There has been much to say about Kanye West these past years, from what seems to be his alliance with President Donald Trump to his heavly scrutinized view on slavery. Through it all, Kanye has continued to stay relevant with his music. The newest release in the various discography he has to offer is his new album: “Jesus Is King.” Many Kanye fans have been clamoring for “Yandhi” the album which was slated to come out Nov. 26, 2018, but did not and hasn’t been mentioned since. The question is, does Kanye’s “Jesus Is King” album justify the “Yandhi” drama and the potential behind that unfulfilled release?
“Jesus Is King” goes in an entirely different direction than what people are used to hearing from Kanye, as it focuses heavily on a gospel and church tone. This should come as no surprise because he has been doing a lot of this recently with his Sunday Service Church. Kanye made his goal with this album very clear in an interview with Pitchfork saying that he wanted to “convert people to Christianity” with the power of his music. Kanye himself has taken this to the extreme as he has said that he only limits himself to two curse words per day and drinking alcoholic beverages as he sees them to be “bringing our Christian scorecard down.”

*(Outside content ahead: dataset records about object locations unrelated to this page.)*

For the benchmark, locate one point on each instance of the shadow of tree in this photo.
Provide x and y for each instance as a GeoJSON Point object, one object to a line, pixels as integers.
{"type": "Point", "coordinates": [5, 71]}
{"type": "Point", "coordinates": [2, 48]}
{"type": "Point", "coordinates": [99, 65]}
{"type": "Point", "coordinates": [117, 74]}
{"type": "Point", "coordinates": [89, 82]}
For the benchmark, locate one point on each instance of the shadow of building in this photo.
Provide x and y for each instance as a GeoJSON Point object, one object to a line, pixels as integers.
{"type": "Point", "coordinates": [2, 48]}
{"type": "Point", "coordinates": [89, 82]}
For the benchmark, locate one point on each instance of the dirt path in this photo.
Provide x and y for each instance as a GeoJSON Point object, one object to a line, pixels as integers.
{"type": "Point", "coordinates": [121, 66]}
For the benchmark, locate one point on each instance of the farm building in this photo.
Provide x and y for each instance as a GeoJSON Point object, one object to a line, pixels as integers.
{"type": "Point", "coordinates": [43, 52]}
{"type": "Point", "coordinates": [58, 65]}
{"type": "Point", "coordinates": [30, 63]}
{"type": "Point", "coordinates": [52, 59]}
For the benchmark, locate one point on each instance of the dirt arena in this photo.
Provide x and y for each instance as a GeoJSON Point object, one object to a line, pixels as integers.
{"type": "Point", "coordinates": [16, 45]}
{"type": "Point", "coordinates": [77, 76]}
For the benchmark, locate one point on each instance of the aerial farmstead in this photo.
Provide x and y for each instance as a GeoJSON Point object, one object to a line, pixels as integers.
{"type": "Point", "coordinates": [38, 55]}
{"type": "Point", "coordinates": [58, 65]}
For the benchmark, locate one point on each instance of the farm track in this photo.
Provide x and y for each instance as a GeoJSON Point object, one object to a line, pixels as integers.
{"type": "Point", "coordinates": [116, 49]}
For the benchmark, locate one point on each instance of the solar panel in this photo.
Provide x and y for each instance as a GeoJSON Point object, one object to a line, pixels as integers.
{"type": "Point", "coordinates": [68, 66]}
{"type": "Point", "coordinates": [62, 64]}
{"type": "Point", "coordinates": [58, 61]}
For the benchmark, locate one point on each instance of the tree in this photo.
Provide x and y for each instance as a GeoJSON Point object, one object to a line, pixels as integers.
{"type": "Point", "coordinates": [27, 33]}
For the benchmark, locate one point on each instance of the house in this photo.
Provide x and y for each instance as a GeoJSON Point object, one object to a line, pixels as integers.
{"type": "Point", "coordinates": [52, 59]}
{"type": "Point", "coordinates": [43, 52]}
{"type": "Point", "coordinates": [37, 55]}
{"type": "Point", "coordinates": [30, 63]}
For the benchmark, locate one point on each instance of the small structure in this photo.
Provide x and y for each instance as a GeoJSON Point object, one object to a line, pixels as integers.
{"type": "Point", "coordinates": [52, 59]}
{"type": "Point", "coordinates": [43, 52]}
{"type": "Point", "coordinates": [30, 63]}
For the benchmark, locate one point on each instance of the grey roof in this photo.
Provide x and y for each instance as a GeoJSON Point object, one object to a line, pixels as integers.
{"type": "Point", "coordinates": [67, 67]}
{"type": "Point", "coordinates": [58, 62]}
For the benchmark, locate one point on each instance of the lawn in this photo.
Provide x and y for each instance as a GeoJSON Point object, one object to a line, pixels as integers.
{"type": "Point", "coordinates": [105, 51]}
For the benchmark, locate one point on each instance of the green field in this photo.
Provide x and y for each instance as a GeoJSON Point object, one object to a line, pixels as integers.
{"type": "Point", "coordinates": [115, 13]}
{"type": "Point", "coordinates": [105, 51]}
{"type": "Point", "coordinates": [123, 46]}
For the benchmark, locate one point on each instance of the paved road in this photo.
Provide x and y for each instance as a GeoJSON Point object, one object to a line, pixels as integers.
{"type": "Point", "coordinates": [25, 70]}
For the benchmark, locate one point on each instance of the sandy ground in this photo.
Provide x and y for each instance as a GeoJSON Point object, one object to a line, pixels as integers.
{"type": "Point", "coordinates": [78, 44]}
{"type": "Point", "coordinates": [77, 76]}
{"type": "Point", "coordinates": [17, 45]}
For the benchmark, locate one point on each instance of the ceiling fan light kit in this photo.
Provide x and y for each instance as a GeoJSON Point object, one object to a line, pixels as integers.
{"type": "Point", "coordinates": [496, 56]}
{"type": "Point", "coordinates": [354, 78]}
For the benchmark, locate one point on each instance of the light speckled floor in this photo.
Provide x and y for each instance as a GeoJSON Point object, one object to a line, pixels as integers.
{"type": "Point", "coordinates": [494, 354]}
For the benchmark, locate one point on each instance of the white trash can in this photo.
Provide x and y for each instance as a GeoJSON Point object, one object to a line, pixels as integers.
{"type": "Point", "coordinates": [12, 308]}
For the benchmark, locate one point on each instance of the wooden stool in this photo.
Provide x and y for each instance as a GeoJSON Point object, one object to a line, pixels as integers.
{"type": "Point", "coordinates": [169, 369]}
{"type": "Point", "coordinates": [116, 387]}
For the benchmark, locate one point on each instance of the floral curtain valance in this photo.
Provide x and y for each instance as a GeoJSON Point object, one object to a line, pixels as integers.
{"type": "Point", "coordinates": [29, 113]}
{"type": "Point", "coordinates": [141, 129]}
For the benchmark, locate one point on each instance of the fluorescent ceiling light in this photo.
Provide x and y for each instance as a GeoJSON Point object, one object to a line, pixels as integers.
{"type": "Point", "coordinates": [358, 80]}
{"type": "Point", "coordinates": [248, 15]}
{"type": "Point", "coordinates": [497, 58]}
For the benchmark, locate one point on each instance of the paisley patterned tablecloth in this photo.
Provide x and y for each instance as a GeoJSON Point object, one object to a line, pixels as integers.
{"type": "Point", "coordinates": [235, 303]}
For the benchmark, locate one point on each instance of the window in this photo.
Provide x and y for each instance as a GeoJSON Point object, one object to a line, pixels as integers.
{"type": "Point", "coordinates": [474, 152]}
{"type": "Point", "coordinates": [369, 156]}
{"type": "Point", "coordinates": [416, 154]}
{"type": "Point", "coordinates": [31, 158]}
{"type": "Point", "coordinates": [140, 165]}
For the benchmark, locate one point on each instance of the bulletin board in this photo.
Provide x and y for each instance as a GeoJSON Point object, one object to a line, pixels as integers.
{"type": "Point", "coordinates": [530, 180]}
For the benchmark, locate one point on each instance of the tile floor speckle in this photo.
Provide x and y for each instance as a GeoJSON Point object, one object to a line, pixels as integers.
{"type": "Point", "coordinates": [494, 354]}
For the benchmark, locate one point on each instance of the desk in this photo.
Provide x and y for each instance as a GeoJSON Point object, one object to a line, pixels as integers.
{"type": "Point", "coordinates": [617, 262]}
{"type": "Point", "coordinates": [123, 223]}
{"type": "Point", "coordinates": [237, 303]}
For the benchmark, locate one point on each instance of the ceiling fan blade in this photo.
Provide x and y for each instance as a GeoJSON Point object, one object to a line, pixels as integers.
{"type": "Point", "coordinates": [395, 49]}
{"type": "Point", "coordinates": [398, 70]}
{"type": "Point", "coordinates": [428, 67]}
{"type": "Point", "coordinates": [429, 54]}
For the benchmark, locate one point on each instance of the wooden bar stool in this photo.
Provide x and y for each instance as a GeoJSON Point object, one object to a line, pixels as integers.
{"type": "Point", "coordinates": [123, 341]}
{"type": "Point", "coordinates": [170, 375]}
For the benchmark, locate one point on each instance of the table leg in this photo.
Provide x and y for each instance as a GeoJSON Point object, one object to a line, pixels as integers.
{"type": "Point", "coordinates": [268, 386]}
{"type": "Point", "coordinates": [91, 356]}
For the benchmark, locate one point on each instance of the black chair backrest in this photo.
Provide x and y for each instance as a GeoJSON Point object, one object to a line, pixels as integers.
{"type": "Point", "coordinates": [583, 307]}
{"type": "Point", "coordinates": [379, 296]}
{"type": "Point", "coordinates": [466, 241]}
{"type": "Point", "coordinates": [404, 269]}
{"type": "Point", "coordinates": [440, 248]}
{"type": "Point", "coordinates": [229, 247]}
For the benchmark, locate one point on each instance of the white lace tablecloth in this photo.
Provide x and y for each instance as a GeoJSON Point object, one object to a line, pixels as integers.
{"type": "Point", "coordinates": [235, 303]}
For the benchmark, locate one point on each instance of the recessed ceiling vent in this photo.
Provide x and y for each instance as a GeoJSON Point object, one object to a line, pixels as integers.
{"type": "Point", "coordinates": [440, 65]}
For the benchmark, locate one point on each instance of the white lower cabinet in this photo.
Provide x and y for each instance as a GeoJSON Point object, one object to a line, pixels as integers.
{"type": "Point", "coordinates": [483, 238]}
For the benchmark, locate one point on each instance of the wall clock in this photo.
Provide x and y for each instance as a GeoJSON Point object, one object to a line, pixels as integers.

The album itself, like any Kanye West album, has moments of greatness. Even though it’s not one of the longest albums in his discography — only 27 minutes long — it does make up time with excellent tracks. Songs like “Follow God” which samples beats and has a tune of 1970s Christian soul is one of the best songs on the album and something the album does very well along with “Salah,” which puts his Sunday Service Choir to great use. Kanye also uses newer beats from different producers such as the very popular Pi’erre Bourne on the track “On God.” It is one of the songs you can tell West put lots of work into. “Use of Gospel” is also a great track that seems to be inspired by his 2013 album “Yeezus.”
That being said, the album is really not that good in more ways than not. The twenty minute runtime is simply too short. Kanye’s last few albums have been around the same length, but they feel more fulfilling than “Jesus Is King.” Kanye’s verses seem to be the worst part of some of his songs as the lyrics don’t really seem to work well. However, others who are featured on the album utilize the beat and the production better than Kanye does. A majority of the tracks on “Jesus Is King” will leave you wanting more out of the project with songs like “Water”, which feels clunky and has an overall bad structure in the context of the song. “Closed On Sunday” also has one of Kanye’s worst bars ever with the “Closed on Sunday, you my Chick-Fil-A”, sure it might be funny in the context of the song but it’ll just be known as a funny line more than adding anything onto the album.
Overall, “Jesus Is King” has its moments which, to Kanye’s credit, all of his albums have. However, the negatives of the album outweigh the positives and it doesn’t really bring anything new to Kanye’s vast amounts of music or the genre itself, which is why it’s disappointing and doesn’t have anyone looking for more of his Christian-centered music.